- This model has not been tested for potential bias based on race, skin color, etc, as such it is not designed for real-world use unless comprehensively tested and reformed.
- Be aware of the ethical issues behind sex/gender classification before using this code.
I have used the VGG Face Descriptor model for transfer learning, to train a new model for classifiying sex in the Adience dataset.
After training for 3 epochs on my laptop (~7 hours):
Set | Accuracy | Binary Crossentropy |
---|---|---|
Trainin set | 0.9670 | 0.0897 |
Validation set | 0.9275 | 0.2631 |
We can see it is slightly overfitting to training data. Allowing for more data augmentation, or using a bigger training set can possibly help with this. Another option will be to start from a lower layer of the VGG-face model when building the new classifier on top of it. Currenly I'm building on top of layer 30 out of the 53 total layers in VGG-face. (53 layers when counting padding and activation layers separately). See explanations below for more on this.
The code provides three options for running:
Use the argument classify when running the command:
Example:
$python3.7 train_adience_gender.py classify -m trained_gender_classifier.h5 -i ../data/adience/combined/valid/11_F/landmark_aligned_face.957.12059888826_929090d81b_o.jpg
****
output class is female. (sigmoid value=0.025847017765045166)
****
Use the argument train when running the command:
Example:
$python3.7 gender_classifier.py train -w ../../vgg_face_torch/VGG_FACE.t7 -i ../../data/adience/combined -o ~/output_model.h5 -e 1
- input argument for "-w" specifies the file for weights of the pretrained model, downloadable from here
- input argument for "-i" specifies the directory for the images of the Adience dataset. It includes two subdirectories: aligned and valid. It can be downloaded from here.
- "-o" specifies the filename and the path to where the trained model should be stored
- "-e" is the number of epochs to train, 1-3 should be enough. By default it is set to 1.
Other optional arguments include:
- "-b1" for training set batch size
- "-b2" for validation set batch size
- "-m" whether to use low-memory or high-memory setting. The high memory setting, loads all the images in memory, whereas the low-memory loads them batch by batch through ImageDataGenerator
- more options -such as whether to perform data augmentation- are provided in the code interface but not through the command line
Use the argument evaluate when running the command:
Example:
$python3.7 train_adience_gender.py evaluate -m trained_gender_classifier.h5 -i ../data/adience/combined
-Found 29437 images belonging to 2 classes.

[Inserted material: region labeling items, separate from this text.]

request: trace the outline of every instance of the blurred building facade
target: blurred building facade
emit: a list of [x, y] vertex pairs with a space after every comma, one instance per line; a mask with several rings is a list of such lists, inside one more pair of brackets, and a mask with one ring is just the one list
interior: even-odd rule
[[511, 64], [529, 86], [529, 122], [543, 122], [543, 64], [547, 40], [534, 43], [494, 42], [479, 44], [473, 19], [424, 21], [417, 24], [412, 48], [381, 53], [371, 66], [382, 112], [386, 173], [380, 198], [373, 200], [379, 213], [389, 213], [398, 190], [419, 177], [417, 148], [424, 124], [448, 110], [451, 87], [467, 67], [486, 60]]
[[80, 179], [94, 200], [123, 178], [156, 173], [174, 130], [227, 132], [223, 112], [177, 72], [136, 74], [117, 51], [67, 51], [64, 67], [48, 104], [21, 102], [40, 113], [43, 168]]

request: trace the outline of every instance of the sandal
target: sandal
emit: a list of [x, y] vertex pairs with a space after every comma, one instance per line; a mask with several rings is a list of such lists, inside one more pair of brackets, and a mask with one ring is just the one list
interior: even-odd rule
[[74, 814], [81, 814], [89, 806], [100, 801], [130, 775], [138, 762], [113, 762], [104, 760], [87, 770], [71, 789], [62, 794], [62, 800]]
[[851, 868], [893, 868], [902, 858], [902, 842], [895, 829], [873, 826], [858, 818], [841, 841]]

-Found 3681 images belonging to 2 classes.
-evaluating on validation data...
-116/116 [==============================] - 985s 8s/step - loss: 0.2631 - accuracy: 0.9275
-evaluating on training data...
-920/920 [==============================] - 985s 8s/step - loss: 0.0897 - accuracy: 0.9670
I have implemented the VGG-face model using TF2. The model implementation can be found in src/vgg_face.py file. The implementation is based on the architecture described in this paper.

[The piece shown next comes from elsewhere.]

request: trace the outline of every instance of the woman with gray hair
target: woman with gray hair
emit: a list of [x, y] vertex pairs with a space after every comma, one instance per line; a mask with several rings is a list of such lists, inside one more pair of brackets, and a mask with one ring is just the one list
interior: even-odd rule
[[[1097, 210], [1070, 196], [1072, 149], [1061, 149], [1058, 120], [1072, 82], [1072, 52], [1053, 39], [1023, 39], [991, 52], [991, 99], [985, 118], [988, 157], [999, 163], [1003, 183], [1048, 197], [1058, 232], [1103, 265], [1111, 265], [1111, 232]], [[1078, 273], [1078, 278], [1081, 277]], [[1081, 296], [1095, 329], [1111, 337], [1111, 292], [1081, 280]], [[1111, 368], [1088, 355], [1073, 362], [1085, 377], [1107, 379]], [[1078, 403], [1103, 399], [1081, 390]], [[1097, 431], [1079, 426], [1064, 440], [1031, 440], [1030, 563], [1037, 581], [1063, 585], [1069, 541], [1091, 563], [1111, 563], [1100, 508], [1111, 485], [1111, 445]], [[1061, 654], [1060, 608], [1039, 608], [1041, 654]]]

The weights are also downloaded from the same webpage. After unzipping this file, there is a t7 file, containing the trained weights for the torch implementation that I use as input and convert to TF2 weights.
The main challenges in this step are:
- Although the paper calls the last few layers "fully connected", they are not dense layers. As the paper describes: "They are the same as a convolutional layer, but the size of the filters matches the size of the input data, such that each filter “senses” data from the entire image."
- Data format in the torch by default is channel-first, as opposed to TF/TF2 where it is channel-last. Additionally the images are trained in "BGR" order. The axis transpositions are important.
The data are downloaded from this link (provided in the email). After unzipping, there are two subdirectories: "aligned" and "valid". There is no overlap between these two subdirectories. I have used the "aligned" subdirectory for training, and "valid" for validation.
I have created a separate class for this data. To instantiate this class, one needs to provide the path to the data. The object will include the data and a data-generator that can later be used as input to fit() function of the model.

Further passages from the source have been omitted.